In the present study, we screened 630 samples belonging to different regions of India and observed 2.38% (15/630) individuals bearing Y-HG Q. It was interesting to observe that 14/15 samples did not show any of the already known Y-HG Q sub-haplogroups (Q1, Q2, Q3 and Q4), defined by biallelic markers M120, M25/M143, M3 and M346, respectively (Table ). Only one individual was observed with the presence of M120 polymorphism, representing Q1 lineage.
| Table 1Indian populations screened for Y-HG Q and its distribution. |
Further, a novel 4 bp del/ins polymorphism (rs41352448, details provided in the Additional file
1) at 72,314 position of human arylsulfatase D pseudogene (ARSDP gene), in 5/15 individuals (33.3% of the observed Y-HG Q in the study) indicated the presence of a novel sub-group Q5 of Y-HG Q. In order to establish the exclusiveness of this polymorphism to Y-HG Q, we screened some of our samples already categorized in other unrelated haplogroups like R1a1, R2, L, H1, J, C, etc. The presence of an ancestral allele (without insertion at 72,314 position of ARSDP gene) in these samples confirmed the restriction of this novel polymorphism within the Y-HG Q. We also screened the sample with a derived state at M120 marker in the present study (representing Q1), using ss4 bp marker and found an absence of the polymorphism. In order to assign an independent status to designated Q5 and to confirm the placement of M346 derived samples as Q4 [
4], it was necessary to study the novel ss4 bp marker (Q5) in M346 derived samples (Table ). Three samples provided on request were screened for the ss4 bp polymorphism. The absence of this polymorphism in these three samples not only confirmed the authenticity of Q4 lineage but also validated the independent status of Q5 observed by us (Figure ). In addition to the Y-HG Q5 (5/15) and Q1 (1/15) samples, there were 9/15 (60%) individuals who did not show any of the known Q subgroup signature and were designated as Q*.
In order to put together our observations along with those made in literature earlier, we pooled data of 1615 Y- chromosomes (630 present study and 985 from literature) (Table ) for analyses, of which 21/1615 (1.3%) samples represented Q lineage in India. All of our 15 samples and 3 samples belonging to Y-HG Q4 [
4] were genotyped for 12 Y-microsatellite markers. However, to keep uniformity in evaluation, data of 10 overlapping Y-STR markers from present study and from different population groups of central Asia and India was used to construct median joining network [
5], although 12 Y-STR markers were analysed by us (Additional file
2). For most of the Indian Y-HG Q and its sub-lineages, three clusters of Y-STR haplotypes were observed (Figure ). One cluster included all the three Q4 and one Q*, another with all the Q5 and the third with most of the Q* bearing individuals. It was interesting to find that most of the Indian Q (Q4, Q5 and Q*) associated Y-STR haplotypes were separated from the bulk of Central Asian Q* associated haplotypes. Further, the clustering of the Y-STR haplotypes reassured the findings by the bi-allelic markers. This could either be due to population differentiation or because of the presence of these clusters in the ancestral migration from Central Asia, not clear at the moment. The increased diversity within the Indian population clusters could be interpreted as an overall effect of geographical differentiation, population expansions and severe bottlenecks resulting in loss of many of the in-between haplotypes thus, reducing the reticulation and increasing the branch lengths. It could also be as a result of independent migrations and admixture.
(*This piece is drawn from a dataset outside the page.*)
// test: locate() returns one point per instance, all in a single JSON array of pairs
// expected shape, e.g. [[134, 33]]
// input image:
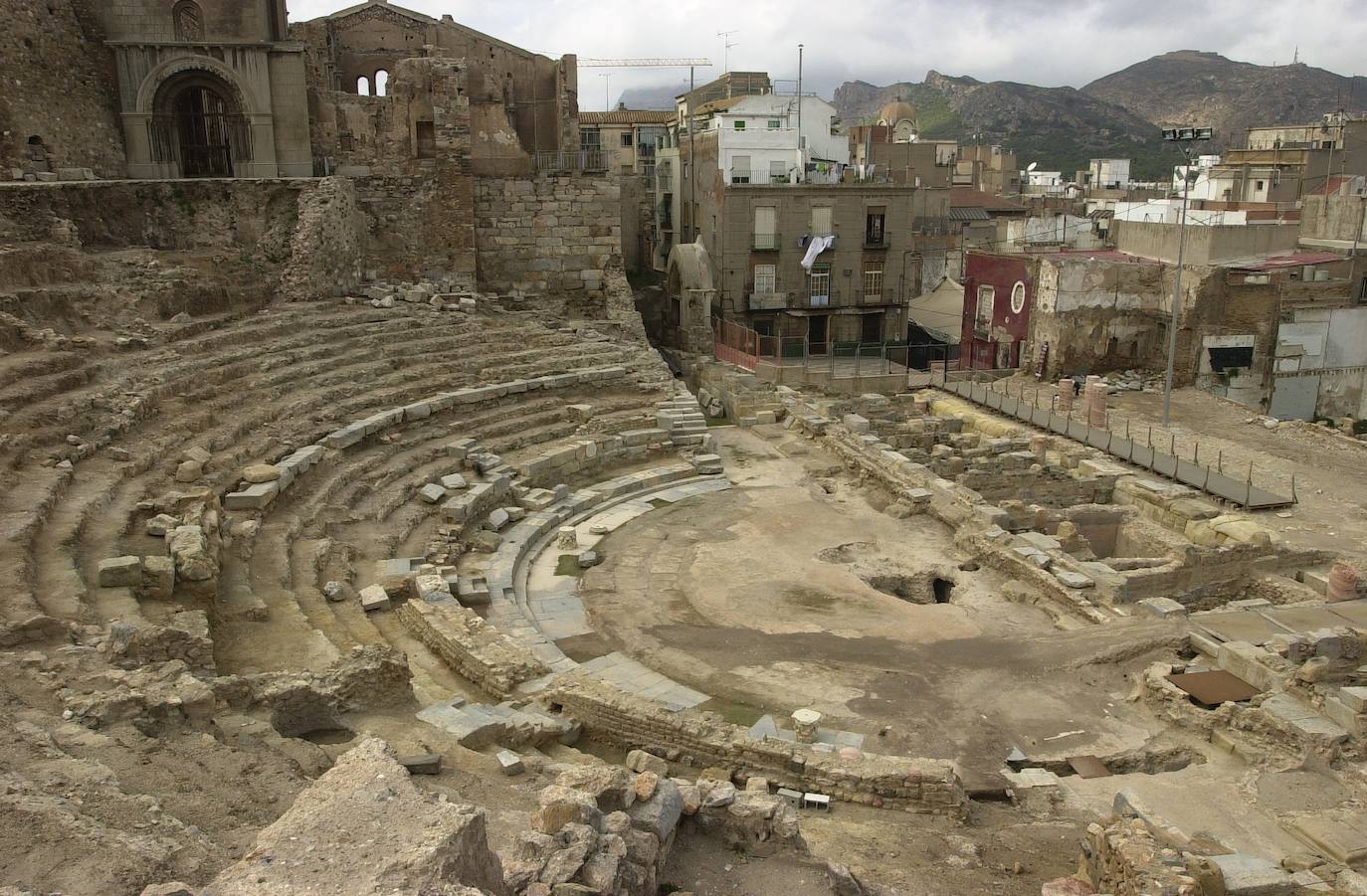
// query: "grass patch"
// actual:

The age estimations made using a small sample size need to be increased which is not feasible at the moment, keeping in mind a very low frequency of Y-HG Q in India. The age estimation for haplogroup Q in India was carried out on the bigger cluster bearing Q* and Q5 in the median joining network. The calculated age of 47,101.5 (34,210.5 – 75,581.4) Years at 95% CI appears to be an over estimate than the age of haplogroup Q (15,000–18,000 Years Before Present) in literature[
2,
3,
6]. This probably has occurred due to the enhanced diversity, probably as an effect of population expansions and severe bottlenecks or might be due to later migrations and admixture. A further estimation of the age of Y-HG Q5 alone, using similar parameters, provided an age estimate of 14,492.7 (10,526.3 – 23,255.8) Years at 95% CI.
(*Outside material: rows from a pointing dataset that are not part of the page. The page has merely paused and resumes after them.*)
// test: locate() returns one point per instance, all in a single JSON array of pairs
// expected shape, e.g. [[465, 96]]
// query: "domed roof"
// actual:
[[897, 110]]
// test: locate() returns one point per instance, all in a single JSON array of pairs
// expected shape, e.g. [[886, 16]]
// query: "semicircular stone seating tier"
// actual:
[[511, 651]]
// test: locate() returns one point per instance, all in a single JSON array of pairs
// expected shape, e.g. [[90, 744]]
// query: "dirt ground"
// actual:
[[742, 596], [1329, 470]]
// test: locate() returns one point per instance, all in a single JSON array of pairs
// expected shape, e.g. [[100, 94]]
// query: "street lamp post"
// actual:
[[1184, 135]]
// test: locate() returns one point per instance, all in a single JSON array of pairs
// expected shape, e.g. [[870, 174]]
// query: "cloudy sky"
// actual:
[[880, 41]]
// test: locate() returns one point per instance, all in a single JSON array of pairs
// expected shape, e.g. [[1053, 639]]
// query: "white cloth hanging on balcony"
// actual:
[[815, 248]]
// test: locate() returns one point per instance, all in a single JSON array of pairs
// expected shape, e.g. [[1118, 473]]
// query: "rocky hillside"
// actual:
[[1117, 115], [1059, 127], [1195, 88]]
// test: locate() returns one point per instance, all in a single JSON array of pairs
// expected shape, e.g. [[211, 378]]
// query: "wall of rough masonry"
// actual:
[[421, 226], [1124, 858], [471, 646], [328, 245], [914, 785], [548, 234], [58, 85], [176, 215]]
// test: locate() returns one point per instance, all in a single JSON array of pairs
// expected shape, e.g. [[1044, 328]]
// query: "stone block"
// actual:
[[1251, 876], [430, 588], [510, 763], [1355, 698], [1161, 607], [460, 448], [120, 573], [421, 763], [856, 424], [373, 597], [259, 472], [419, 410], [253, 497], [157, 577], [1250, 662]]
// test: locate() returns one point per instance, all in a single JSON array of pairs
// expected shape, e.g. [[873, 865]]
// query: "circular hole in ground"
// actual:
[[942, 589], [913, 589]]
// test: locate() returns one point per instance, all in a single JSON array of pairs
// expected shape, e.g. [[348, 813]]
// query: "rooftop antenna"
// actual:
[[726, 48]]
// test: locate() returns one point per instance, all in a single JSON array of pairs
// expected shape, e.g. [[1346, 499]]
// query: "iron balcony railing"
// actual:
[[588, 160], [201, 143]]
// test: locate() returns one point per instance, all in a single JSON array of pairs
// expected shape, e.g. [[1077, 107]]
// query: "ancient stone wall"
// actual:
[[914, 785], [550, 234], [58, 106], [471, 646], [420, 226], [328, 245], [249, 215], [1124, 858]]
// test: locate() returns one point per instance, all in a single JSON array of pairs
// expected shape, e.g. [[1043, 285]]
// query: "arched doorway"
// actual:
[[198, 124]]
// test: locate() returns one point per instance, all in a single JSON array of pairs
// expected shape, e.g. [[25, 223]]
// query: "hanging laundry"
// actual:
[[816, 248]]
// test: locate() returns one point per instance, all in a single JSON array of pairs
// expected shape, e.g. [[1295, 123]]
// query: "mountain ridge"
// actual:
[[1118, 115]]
The compilation of distribution pattern of Y-HG Q in Indian population (Table ) from the present study as well as from literature, points out that this HG is distributed widely, ranging from Indo-European castes and tribes to their Dravidian counterparts, despite its low frequency. These observations could be explained either on the basis of the ancestral relationship of different Indian population groups, irrespective of linguistic and social divisions or alternatively by some degree of recent gene flow between these groups, not clear at the moment.